My drives were the most peaceful parts of my day. The quietness at Tamsen's was confining, as I couldn't laugh and sing and joke around--basically I couldn't be myself. I had to be a more polite, subdued version of myself. Even at work, I found myself surrounded by coworkers who weren't interested in talking to me. Mountain Market was a sanitized environment, with everything in its exact place and everyone on their best behavoir. There was no exchange of ideas, no imagination. Everything was robotic, as if working on an assembly line. I had been hired on as deli manager, but found myself at the bottom of the ladder with workers who didn't give a shit about me or where I had come from. Maybe arriving in my pristine white poof coat and fur lined boots hadn't earned me any points. I don't think anyone took me seriously. They probably didn't even believe I'd last the winter.

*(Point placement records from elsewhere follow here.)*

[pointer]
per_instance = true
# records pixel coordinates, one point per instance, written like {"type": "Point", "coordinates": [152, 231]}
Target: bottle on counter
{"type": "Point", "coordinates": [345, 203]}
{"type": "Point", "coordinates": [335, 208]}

After a day of not talking at work, I'd make that long drive home and eat my dinner in front of the fire. Sometimes I go up to the loft and try to write. I had internet only some of the time, as I was using the wifi from one of the neighbors who had been lazy with their password (yes, shame on me for stealing). I found myself looking up all kinds of weird stuff. When Jared and Irene decided to talk, they'd be talking about really deep stuff, such as "What is truth? How do even we know?" I'd read sites such as "The Truth Contest" just so I could offer a voice on the subject. I've always been one to discuss serious subjects, but this was almost too much. I had done a lot of my deep pondering on my way up to Alaska. How much more could I explore the meaning of life? I missed Chris and his dark humor.

Thanksgiving arrived and we had the most interesting of meals. I played my part by going out to the shed with Tamsen and capturing the main part of our meal--a duck. What a commotion that caused! Feathers were flying. The ducks were panicking and the geese were being protective. I really appreciated the geese, even though they were hissing and snapping at us. They were acting as the duck's guardians, which definitely made me feel guilty for being an accomplice to this crime. But once Tamsen had one of the ducks thrashing around in a heavy sack, we were out of there.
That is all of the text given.